Sit-in de la Coalition des Syndicats de Police : Une décision pas responsable !

La Coalition des Syndicats de Police envisage de tenir, demain vendredi 14 février un sit-in au ministère de la Sécurité et de la Protection civile. Avec la farouche détermination de le remettre aux 21 et 28 février 2020  pour…. réclamer leurs droits ! Un syndicat responsable doit-il tenir un tel rassemblement dans un lieu aussi stratégique que l’enceinte du département en charge de la sécurité au moment où d’autres frères d’armes tombent sous les balles assassines de l’ennemi ?

Incroyable mais vrai ! Un vent de folie serait-il en train de souffler au sein des agents dont la mission est d’assurer l’ordre et sécurité du Mali ? Il est à craindre que c’est le cas et dieu seul sait où s’arrêtera la dérive. Le Rubicon n’est pas loin d’être franchi par une Coalition des syndicats de Police qui envisage d’organiser des sit-in les 14, 21 et 28 février 2020 devant le ministère de la Sécurité et de la Protection civile. Pour, dit-elle, réclamer ses droits !

Malgré l’incongruité de la situation, le Directeur général de la Police nationale a chargé son adjoint de piloter une commission en vue de trouver un consensus avec les syndicats dont les revendications ne sont pas, du reste, nouvelles.

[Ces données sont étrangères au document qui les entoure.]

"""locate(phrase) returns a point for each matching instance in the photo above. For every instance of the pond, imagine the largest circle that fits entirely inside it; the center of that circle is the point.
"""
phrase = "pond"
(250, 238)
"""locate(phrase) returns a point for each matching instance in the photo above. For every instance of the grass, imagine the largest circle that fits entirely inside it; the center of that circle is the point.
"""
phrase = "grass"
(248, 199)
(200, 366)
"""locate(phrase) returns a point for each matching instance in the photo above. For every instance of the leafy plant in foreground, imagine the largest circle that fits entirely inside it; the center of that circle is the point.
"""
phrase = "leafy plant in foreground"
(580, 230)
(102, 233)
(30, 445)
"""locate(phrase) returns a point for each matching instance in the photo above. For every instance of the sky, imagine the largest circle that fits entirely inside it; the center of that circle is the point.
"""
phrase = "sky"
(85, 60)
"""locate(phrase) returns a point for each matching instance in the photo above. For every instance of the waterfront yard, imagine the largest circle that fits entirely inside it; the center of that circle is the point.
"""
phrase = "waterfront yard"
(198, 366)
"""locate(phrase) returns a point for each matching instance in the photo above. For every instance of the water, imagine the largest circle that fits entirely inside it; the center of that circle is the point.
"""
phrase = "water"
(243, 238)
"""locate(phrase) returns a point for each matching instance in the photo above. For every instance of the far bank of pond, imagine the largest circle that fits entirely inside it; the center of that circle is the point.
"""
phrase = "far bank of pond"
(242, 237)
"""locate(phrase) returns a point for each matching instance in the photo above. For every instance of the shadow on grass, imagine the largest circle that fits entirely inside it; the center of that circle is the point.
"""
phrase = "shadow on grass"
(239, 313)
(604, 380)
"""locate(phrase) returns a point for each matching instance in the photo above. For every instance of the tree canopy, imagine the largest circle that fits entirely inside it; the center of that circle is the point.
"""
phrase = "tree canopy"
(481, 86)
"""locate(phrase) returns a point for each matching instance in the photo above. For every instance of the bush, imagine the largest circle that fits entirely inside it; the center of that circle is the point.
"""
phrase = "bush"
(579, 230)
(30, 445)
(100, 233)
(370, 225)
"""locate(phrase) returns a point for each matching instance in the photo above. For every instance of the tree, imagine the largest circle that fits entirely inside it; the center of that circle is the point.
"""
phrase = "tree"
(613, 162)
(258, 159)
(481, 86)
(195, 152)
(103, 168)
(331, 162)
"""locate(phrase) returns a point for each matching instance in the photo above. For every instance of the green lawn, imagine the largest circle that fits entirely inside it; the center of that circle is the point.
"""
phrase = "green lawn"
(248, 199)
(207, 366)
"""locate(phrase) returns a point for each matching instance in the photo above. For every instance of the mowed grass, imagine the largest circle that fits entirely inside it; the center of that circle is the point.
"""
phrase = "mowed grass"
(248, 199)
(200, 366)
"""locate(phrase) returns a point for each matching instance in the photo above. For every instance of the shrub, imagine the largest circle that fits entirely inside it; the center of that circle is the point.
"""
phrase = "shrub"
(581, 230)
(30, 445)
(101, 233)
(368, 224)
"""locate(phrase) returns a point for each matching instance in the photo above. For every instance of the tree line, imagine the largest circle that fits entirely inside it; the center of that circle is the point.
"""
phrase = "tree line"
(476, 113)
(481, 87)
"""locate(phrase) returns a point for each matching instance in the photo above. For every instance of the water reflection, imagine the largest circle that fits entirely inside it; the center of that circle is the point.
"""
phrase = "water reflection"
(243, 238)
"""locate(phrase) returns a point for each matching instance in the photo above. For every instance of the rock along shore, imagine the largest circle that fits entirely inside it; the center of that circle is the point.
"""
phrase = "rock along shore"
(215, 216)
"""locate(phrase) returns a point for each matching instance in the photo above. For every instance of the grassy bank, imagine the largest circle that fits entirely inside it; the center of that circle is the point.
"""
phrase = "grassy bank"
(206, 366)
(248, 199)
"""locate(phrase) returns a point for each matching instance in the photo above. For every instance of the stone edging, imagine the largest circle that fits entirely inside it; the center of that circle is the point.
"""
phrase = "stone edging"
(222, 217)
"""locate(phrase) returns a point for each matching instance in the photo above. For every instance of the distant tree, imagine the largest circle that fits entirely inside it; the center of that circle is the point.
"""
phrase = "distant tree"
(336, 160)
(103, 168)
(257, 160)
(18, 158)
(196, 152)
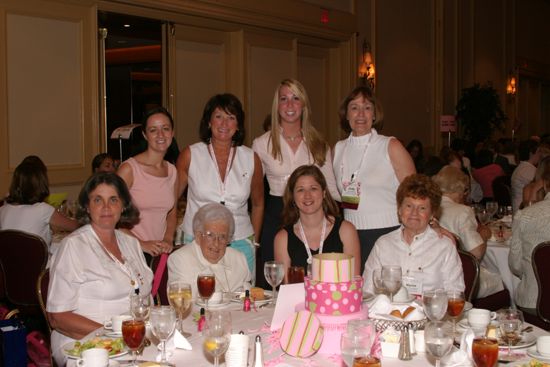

Ainsi, concernant la doléance relative aux diplômes de la police, le dossier est pendant au niveau de la justice. L’administration de la police, toujours respectueuse des décisions des juridictions compétentes, attend le verdict le verdict de ces dernières quant à la conduite à tenir

Quid de la régularisation des policiers suspendus ou radiés de 2012 à nos jours ? Ce point fait l’objet d’un traitement au cas par cas qui est en cours. Ainsi deux sous-officiers, à savoir le sergent de police Alassane Diallo et Alou Djibrilla Maïga ont été réintégrés conformément aux Arrêtés signés à cette fin le 31 décembre 2019.

Autres pommes de discordes : la demande d’intégration des policiers radiés  pour fautes graves ou suite à des condamnations par la justice est insensée.

Quant à la nomination des régisseurs de recette, il est avéré que cela relève des seules prérogatives du ministre de l’Economie et des Finances, lequel a été déjà saisi par le ministère de la Sécurité.

La Direction générale de la Police nationale est disposée à remonter la dotation de tenue spéciale pour certaines unités d’interventions. Elle a pris aussi de contacter ses partenaires pour la réalisation des toilettes mobiles au niveau des Polices Secours.

Pour ce qui concerne les policiers victimes dans l’exercice de leur fonction, des dispositions ont été prises pour dédommager les cas avérés.

S’agissant des mutations, leurs décisions relèvent du pouvoir discrétionnaire du Directeur général de la Police et sont fonction des besoins du moment.

Concernant les recrues en cours de formation à l’Ecole nationale de police, ils ne peuvent pas bénéficier de la Prime générale d’alimentation (PGA) pour la simple raison qu’ils ne sont pas encore des fonctionnaires de police.

Quant au problème des perdiems, il a été résolu depuis belle lurette. Les primes accordées aux fonctionnaires de la Police ont connu une hausse significative ces dernières années.

A quoi joue donc la Coalition des Syndicats de Police ? Au dilatoire ? A quelles fins ? Une mise en scène orchestrée pour abuser davantage une opinion nationale traumatisée ? Distraire les autorités préoccupées par la gestion des urgences liées à la situation sécuritaire du pays ?

La situation actuelle exige de tous les Maliens, notamment les porteurs d’uniformes, plus de sacrifices. Un syndicat responsable ne choisit pas le moment où d’autres frères d’armes tombent sous les balles assassines des ennemis de la nation pour tenir un tel rassemblement dans un lieu aussi stratégique que l’enceinte de département en charge de la sécurité.

Il est heureux de constater que le SPN Syntade a fait preuve de responsabilité en se désolidarisant de cette initiative. Le Major Tiencouda Kanté et ses camarades doivent être salués pour leur lucidité. Leur courage devrait être suivi par d’autres tendances syndicales.

Au moment où nous mettions sous presse, une réunion se tenait au Groupement mobile de sécurité (GMS).